Excellent commentary. And it goes to the exact reason why I left academics. I wanted to teach grammar, logic, rhetoric, and (classic) literature. But that isn't being taught anymore. In fact, I was actually called into the principal's office once and asked to explain why I was teaching grammar, instead of "whole language learning." I told the principal, because the students don't know grammar and that they need to. I was ordered to teach whole language. I didn't of course. I just put whole language in my lesson plans, which had to be turned in to the principal, and kept teaching grammar. A few months later, when three times as many of my students passed the mandatory state exam than any other teacher's (including and especially the advanced placement teacher's), I was called back in to the principal's office and asked what the school had to do to get their passing rate up to my level. I told him to teach grammar, right after I told him to kiss my ass, and resigned.

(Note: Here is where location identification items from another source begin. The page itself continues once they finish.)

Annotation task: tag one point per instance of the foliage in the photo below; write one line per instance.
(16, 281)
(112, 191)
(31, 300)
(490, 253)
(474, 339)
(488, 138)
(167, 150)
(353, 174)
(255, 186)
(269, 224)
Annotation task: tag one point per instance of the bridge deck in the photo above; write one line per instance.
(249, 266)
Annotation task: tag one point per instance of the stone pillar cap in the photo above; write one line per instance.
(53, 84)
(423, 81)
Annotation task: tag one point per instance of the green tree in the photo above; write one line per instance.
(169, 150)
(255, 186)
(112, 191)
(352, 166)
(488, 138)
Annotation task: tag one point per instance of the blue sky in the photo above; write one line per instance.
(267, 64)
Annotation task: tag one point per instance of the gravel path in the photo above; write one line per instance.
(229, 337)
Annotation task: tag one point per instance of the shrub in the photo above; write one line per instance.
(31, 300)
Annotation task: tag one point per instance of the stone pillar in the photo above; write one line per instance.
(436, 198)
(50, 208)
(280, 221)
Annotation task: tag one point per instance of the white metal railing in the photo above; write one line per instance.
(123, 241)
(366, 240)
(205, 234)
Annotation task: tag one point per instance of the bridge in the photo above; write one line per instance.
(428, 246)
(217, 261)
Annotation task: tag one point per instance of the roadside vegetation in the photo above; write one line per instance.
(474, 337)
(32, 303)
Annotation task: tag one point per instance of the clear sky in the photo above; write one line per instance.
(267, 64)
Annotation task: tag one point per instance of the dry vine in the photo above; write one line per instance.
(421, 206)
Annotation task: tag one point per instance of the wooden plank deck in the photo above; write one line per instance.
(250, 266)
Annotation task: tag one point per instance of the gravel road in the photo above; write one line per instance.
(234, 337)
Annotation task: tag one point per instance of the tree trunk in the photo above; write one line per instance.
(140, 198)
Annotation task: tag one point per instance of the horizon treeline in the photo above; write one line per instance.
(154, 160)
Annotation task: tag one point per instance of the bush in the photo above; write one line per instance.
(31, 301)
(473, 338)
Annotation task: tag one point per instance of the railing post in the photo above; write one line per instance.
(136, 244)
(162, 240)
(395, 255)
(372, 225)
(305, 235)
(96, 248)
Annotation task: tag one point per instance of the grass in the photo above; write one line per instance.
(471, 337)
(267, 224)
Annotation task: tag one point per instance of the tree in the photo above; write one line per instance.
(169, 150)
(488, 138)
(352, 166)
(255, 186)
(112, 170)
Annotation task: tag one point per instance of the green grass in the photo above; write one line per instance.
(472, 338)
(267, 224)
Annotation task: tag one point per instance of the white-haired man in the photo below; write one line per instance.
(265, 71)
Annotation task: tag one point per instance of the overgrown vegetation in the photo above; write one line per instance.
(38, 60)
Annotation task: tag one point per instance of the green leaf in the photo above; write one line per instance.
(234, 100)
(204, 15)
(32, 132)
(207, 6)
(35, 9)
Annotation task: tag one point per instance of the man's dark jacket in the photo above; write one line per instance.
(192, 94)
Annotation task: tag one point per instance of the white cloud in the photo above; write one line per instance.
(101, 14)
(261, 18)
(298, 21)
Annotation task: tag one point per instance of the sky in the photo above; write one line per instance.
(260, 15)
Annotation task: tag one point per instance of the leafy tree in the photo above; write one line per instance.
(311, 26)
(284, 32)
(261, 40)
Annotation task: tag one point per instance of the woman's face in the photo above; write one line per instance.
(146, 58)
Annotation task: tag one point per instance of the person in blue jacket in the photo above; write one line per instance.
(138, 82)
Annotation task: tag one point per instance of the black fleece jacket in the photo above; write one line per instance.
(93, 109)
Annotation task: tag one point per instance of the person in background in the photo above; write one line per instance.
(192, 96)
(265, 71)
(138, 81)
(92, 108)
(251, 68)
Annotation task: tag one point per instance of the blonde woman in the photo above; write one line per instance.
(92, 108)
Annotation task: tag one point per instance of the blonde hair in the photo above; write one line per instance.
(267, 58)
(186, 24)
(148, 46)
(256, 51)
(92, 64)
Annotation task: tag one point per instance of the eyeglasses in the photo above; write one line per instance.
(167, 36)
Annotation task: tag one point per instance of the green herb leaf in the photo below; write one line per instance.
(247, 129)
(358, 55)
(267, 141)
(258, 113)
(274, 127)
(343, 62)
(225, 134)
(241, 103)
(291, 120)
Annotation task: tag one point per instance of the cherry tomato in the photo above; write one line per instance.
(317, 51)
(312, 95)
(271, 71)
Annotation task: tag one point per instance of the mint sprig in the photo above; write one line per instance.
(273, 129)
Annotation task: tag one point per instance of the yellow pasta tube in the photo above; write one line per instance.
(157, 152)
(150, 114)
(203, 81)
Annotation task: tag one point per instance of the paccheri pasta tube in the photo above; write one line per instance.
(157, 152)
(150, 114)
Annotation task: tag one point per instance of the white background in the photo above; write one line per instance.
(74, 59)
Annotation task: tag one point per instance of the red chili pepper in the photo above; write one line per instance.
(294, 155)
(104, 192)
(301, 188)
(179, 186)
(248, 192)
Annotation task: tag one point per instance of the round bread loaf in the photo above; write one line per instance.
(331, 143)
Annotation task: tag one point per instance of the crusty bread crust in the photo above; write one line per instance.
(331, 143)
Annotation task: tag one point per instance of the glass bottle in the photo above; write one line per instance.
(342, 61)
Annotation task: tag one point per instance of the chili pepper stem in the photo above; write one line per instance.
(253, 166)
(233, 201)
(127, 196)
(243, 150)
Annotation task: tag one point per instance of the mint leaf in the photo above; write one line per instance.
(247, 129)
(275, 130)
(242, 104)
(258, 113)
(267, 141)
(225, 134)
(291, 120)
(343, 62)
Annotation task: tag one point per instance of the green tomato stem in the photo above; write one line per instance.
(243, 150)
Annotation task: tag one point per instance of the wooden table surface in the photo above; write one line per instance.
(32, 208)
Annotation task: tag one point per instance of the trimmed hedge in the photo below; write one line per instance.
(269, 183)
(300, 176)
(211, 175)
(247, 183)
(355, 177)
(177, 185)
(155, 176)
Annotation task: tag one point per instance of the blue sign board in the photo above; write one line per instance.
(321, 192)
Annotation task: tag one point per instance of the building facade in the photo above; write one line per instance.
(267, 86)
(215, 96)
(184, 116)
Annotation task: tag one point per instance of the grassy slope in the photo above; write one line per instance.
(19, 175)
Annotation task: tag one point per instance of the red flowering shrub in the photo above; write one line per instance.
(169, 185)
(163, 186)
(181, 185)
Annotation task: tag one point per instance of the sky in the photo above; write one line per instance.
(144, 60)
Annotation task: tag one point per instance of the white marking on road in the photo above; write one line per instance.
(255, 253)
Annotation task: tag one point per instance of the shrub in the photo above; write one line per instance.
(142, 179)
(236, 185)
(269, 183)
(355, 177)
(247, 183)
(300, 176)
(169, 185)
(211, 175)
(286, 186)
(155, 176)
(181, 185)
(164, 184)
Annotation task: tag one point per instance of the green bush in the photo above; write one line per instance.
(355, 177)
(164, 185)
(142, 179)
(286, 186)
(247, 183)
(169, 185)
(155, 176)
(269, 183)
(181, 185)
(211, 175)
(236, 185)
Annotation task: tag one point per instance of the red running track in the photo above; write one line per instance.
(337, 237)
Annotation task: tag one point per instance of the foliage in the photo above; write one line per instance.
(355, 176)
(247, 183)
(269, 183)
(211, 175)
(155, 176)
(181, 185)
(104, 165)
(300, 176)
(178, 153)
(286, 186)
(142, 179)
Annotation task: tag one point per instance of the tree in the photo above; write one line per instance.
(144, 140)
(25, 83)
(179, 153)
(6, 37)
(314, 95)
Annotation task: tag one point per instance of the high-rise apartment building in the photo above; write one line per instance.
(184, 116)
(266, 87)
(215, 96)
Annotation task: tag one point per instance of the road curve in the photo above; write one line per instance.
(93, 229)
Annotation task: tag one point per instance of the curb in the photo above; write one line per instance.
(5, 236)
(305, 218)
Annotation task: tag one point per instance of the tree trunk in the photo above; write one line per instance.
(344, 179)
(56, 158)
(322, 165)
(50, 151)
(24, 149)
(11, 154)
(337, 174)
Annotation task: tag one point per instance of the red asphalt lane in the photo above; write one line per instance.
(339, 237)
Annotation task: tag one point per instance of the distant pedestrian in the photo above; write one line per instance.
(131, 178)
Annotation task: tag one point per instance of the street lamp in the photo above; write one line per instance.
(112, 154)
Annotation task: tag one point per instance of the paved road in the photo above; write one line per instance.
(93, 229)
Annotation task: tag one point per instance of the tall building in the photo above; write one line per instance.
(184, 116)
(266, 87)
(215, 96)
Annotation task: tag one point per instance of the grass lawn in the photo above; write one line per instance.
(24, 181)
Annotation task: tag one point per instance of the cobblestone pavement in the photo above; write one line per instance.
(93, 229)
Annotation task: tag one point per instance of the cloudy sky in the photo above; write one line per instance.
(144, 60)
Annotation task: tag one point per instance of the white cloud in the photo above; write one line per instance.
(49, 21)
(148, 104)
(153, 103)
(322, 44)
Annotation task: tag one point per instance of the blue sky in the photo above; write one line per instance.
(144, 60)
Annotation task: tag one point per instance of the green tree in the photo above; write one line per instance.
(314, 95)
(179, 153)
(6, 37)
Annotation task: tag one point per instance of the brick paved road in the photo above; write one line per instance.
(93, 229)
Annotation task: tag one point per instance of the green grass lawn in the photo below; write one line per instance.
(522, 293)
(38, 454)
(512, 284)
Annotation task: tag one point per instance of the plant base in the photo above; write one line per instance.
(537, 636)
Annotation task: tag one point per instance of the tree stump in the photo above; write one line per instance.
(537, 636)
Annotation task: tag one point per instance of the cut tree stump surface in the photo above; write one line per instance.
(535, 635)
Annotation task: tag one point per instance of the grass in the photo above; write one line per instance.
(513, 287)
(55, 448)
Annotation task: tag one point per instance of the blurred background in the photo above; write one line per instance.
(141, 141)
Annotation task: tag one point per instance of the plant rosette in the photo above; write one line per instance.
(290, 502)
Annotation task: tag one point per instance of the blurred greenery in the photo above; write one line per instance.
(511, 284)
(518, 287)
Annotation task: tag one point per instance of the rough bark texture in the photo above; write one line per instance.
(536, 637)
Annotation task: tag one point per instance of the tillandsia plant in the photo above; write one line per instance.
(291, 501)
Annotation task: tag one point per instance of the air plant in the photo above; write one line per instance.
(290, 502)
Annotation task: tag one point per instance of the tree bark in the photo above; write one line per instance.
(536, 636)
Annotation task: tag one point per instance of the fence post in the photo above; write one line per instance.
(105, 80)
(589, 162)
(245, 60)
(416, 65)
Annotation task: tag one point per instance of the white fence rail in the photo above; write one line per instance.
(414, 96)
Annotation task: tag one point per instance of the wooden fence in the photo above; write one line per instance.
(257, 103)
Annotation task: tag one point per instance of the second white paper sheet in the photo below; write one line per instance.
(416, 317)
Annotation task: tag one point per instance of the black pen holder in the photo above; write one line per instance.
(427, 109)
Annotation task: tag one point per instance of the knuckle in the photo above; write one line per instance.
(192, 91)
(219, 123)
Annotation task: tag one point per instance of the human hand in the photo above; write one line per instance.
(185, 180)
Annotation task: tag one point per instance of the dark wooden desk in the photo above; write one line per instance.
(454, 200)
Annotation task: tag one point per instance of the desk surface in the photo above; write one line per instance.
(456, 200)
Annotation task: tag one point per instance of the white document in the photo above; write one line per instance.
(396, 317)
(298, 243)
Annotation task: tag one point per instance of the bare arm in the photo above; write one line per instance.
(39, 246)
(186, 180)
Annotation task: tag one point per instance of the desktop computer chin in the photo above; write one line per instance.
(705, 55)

Comment Posted By GawainsGhost On 12.07.2006 @ 09:58

"THE RICK MORAN SHOW" DEBUTS TODAY

Mr. Moran. I really enjoyed your first radio show. But you need to work on the audio. At one point during a commercial you could be heard shuffling papers and cursing. Not that it offended me. I mean, hell, I curse all the time. I actually thought it was funny. But others in your audience may not share my sense of humor.

Comment Posted By GawainsGhost On 11.07.2006 @ 17:40

THE INTELLECTUAL DISHONESTY OF THE OPEN BORDERS CROWD

Well, I live on the border in deep South Texas. I've been surrounded by Hispanics all my life, and I can assure that the Hispanics I grew up with are nothing like Hispanics today. The people I grew up with were serious and ambitious students, and today are judges, lawyers, doctors, bankers, brokers, businessmen. They are proud and successful, and they resent being referred to as Mexican, calling themselves Americans of Spanish descent. They speak English.

But about 20 years ago, I noticed a change in the Hispanic population, especially in the immigrants which supersaturate this area. These people have a real attitude problem. They are racists who hate Americans, especially white Americans. I mean they really hate them. I know because I interract with them every day. If I speak English, they look at me with disdain and will not do business with me. But I can speak Spanish well enough to pass for a Hispanic, so they often say things in front of me, overtly racist comments that you would not believe. I'm talking about advocating racial violence. They refuse to learn English because they see that as betraying their race, just as they refuse to assimilate because they see that as betraying their country. I've noticed this attitude has pemeated the local Hispanic population, especially among the young, and today is emblematic of a majority.